Inside, there was one cook in the kitchen in back, one young woman taking order tickets, and a solid smattering of drunkish, largeish men sitting around the U-shaped counter. I guess I wasn't the only one to have the idea to use a serving of tsukemen to absorb extra alcohol in the old gut. Being mostly noodles rather than soup, tsukemen give you the calories you need without making you worry about having to pee on the long train ride home to the suburbs.


Yes, that guy in the hat is passed out sitting up.
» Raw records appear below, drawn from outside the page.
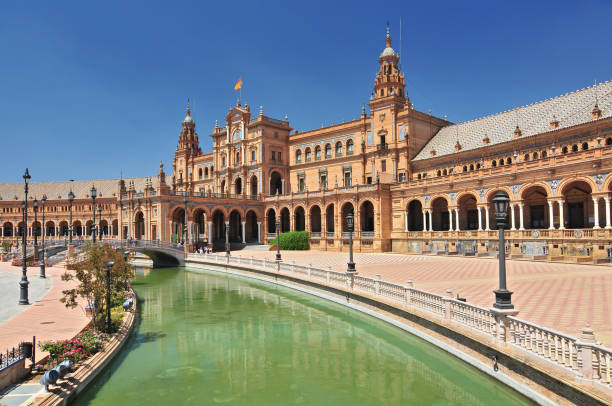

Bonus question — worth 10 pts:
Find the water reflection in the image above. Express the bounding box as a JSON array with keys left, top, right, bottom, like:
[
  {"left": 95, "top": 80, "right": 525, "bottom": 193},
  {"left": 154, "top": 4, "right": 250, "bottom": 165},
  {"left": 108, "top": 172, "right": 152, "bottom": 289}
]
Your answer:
[{"left": 75, "top": 267, "right": 533, "bottom": 406}]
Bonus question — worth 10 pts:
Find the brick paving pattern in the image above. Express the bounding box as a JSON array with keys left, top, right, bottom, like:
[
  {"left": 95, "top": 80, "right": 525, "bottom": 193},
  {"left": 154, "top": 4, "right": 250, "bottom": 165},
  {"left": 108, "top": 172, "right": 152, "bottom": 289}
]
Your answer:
[{"left": 237, "top": 250, "right": 612, "bottom": 346}]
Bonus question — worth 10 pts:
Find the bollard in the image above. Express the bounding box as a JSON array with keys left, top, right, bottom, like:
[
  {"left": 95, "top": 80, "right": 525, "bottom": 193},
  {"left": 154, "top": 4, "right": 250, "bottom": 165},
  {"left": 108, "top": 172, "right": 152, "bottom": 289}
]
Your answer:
[
  {"left": 40, "top": 369, "right": 59, "bottom": 391},
  {"left": 58, "top": 360, "right": 72, "bottom": 377}
]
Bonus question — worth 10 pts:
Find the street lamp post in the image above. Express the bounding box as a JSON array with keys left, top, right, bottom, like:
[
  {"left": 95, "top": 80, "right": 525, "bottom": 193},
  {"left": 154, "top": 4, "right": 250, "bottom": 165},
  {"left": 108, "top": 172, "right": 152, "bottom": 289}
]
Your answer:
[
  {"left": 105, "top": 261, "right": 114, "bottom": 333},
  {"left": 33, "top": 198, "right": 39, "bottom": 259},
  {"left": 275, "top": 219, "right": 281, "bottom": 261},
  {"left": 492, "top": 191, "right": 513, "bottom": 309},
  {"left": 68, "top": 190, "right": 74, "bottom": 244},
  {"left": 225, "top": 222, "right": 230, "bottom": 255},
  {"left": 183, "top": 193, "right": 188, "bottom": 245},
  {"left": 40, "top": 195, "right": 47, "bottom": 278},
  {"left": 97, "top": 205, "right": 103, "bottom": 241},
  {"left": 91, "top": 186, "right": 97, "bottom": 243},
  {"left": 19, "top": 168, "right": 31, "bottom": 305},
  {"left": 346, "top": 212, "right": 356, "bottom": 273}
]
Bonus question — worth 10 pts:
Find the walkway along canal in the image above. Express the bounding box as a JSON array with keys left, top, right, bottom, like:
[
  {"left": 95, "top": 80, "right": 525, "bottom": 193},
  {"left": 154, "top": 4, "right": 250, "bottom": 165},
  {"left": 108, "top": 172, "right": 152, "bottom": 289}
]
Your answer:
[{"left": 73, "top": 266, "right": 534, "bottom": 405}]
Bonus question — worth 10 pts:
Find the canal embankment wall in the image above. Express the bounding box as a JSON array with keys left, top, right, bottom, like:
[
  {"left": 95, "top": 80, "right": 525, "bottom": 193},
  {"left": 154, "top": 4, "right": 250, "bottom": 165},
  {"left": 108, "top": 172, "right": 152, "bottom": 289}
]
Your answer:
[{"left": 185, "top": 254, "right": 612, "bottom": 406}]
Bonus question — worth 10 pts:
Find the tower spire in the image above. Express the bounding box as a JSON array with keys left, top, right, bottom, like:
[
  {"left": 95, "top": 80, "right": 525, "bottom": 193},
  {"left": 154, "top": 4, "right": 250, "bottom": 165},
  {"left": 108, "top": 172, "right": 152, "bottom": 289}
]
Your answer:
[{"left": 386, "top": 21, "right": 391, "bottom": 47}]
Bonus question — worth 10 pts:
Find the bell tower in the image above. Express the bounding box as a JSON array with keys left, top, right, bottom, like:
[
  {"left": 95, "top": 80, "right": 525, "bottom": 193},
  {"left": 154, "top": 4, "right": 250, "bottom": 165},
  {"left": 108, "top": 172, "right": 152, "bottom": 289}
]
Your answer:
[
  {"left": 173, "top": 102, "right": 200, "bottom": 192},
  {"left": 370, "top": 24, "right": 406, "bottom": 106}
]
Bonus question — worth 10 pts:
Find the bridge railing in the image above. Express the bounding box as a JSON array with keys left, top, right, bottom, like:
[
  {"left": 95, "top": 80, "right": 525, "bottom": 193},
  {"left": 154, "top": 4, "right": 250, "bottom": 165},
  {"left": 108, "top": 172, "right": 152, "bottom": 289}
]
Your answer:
[
  {"left": 109, "top": 239, "right": 185, "bottom": 253},
  {"left": 186, "top": 252, "right": 612, "bottom": 392}
]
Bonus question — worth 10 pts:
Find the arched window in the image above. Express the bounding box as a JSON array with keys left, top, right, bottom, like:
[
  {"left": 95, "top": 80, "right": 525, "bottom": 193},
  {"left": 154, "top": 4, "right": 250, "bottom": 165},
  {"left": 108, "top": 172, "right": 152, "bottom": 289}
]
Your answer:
[
  {"left": 204, "top": 167, "right": 208, "bottom": 178},
  {"left": 347, "top": 139, "right": 354, "bottom": 155},
  {"left": 469, "top": 164, "right": 474, "bottom": 171},
  {"left": 533, "top": 152, "right": 538, "bottom": 160},
  {"left": 210, "top": 165, "right": 214, "bottom": 173},
  {"left": 315, "top": 145, "right": 321, "bottom": 160},
  {"left": 325, "top": 144, "right": 332, "bottom": 159},
  {"left": 607, "top": 137, "right": 612, "bottom": 146},
  {"left": 463, "top": 165, "right": 468, "bottom": 172},
  {"left": 499, "top": 159, "right": 504, "bottom": 166},
  {"left": 305, "top": 147, "right": 312, "bottom": 162},
  {"left": 198, "top": 168, "right": 202, "bottom": 180},
  {"left": 572, "top": 144, "right": 578, "bottom": 152},
  {"left": 222, "top": 156, "right": 226, "bottom": 167},
  {"left": 492, "top": 160, "right": 497, "bottom": 167},
  {"left": 541, "top": 150, "right": 547, "bottom": 158},
  {"left": 506, "top": 157, "right": 512, "bottom": 165},
  {"left": 417, "top": 173, "right": 422, "bottom": 180},
  {"left": 436, "top": 170, "right": 441, "bottom": 176},
  {"left": 296, "top": 149, "right": 302, "bottom": 163},
  {"left": 335, "top": 142, "right": 343, "bottom": 157},
  {"left": 236, "top": 151, "right": 240, "bottom": 164},
  {"left": 582, "top": 142, "right": 589, "bottom": 150},
  {"left": 524, "top": 154, "right": 530, "bottom": 161},
  {"left": 443, "top": 169, "right": 447, "bottom": 175},
  {"left": 562, "top": 146, "right": 568, "bottom": 154},
  {"left": 476, "top": 163, "right": 481, "bottom": 169}
]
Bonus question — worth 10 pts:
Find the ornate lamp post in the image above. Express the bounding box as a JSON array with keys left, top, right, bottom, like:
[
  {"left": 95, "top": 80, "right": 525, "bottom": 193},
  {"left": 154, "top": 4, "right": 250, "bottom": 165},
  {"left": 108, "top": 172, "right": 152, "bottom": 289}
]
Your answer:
[
  {"left": 91, "top": 185, "right": 97, "bottom": 243},
  {"left": 105, "top": 261, "right": 114, "bottom": 333},
  {"left": 225, "top": 222, "right": 230, "bottom": 255},
  {"left": 183, "top": 193, "right": 188, "bottom": 245},
  {"left": 19, "top": 168, "right": 31, "bottom": 305},
  {"left": 346, "top": 212, "right": 356, "bottom": 273},
  {"left": 492, "top": 191, "right": 513, "bottom": 309},
  {"left": 68, "top": 190, "right": 74, "bottom": 243},
  {"left": 275, "top": 219, "right": 281, "bottom": 261},
  {"left": 97, "top": 205, "right": 103, "bottom": 241},
  {"left": 33, "top": 198, "right": 39, "bottom": 259},
  {"left": 40, "top": 195, "right": 47, "bottom": 278}
]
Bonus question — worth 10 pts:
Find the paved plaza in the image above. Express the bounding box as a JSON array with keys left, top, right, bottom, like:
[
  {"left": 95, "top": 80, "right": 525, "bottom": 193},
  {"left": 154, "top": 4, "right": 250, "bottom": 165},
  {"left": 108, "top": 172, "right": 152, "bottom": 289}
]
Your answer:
[{"left": 236, "top": 249, "right": 612, "bottom": 347}]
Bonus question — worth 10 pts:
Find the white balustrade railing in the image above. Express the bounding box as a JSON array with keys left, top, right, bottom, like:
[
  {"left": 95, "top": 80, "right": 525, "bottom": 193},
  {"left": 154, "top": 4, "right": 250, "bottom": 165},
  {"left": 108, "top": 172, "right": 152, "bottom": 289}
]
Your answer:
[{"left": 184, "top": 253, "right": 612, "bottom": 392}]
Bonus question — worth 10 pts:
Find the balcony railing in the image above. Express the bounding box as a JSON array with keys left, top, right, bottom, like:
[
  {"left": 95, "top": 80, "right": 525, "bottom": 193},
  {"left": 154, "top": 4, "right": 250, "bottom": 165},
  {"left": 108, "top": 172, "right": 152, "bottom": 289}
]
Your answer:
[{"left": 376, "top": 143, "right": 388, "bottom": 151}]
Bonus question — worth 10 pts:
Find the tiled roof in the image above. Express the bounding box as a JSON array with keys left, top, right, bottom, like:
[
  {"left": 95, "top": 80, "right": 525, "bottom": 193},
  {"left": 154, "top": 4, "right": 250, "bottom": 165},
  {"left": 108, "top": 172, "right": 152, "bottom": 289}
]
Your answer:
[
  {"left": 414, "top": 80, "right": 612, "bottom": 160},
  {"left": 0, "top": 177, "right": 158, "bottom": 202}
]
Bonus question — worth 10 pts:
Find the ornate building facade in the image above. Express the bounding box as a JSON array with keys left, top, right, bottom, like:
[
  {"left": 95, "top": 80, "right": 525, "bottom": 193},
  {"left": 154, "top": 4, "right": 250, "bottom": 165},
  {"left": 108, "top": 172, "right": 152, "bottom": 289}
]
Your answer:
[{"left": 2, "top": 28, "right": 612, "bottom": 261}]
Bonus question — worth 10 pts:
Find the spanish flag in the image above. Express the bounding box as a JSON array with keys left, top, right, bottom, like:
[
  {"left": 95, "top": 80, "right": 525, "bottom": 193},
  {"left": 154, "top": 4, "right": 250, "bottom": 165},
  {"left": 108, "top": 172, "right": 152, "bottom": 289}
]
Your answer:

After taking a seat, I realized that Asahi did in fact offer ramen, but almost as an afterthought - at the very bottom of the ticket machine, almost unnoticeable were the options for tonkotsu shôyû or tonkotsu katsuo (blended fish stock) for 700 yen, though I'm guessing they don't get many orders for those.


When the noodles came, they were predictably bare bones - thick darkish noodles and a smaller than average bowl of dipping tsuyu that from the look and smell of it had a bit of fish stock blended in. Not even a few token slivers of onions as garnish. No wonder the waitress looked at me quizzically when I asked for no pork - you've got to pay extra for it, the same way you do for seaweed or eggs. I guess that's one of the ways that Asahi cuts costs to be able to offer such cheap noodles.


Asahi's noodles were surprisingly decent. Sure they were lukewarm, and sure the soup needed a couple dashes of pepper, but they were properly mochi mochi (chewy) and went down easy, especially at that price. I don't see myself coming back here anytime soon, at least not unless I have to nurse an equally bad hangover, but Asahi definitely didn't suck. It seems to be crowded at all hours of the day, and I can see why - it's not easy to get lunch for four bucks in this day and age, and it's at least marginally better than eating at the convenience store. Taking notice of the sign asking you to wipe the counter after yourself to help them cut staff costs and keep prices down, I did just that and stepped out into the night, duly satiated.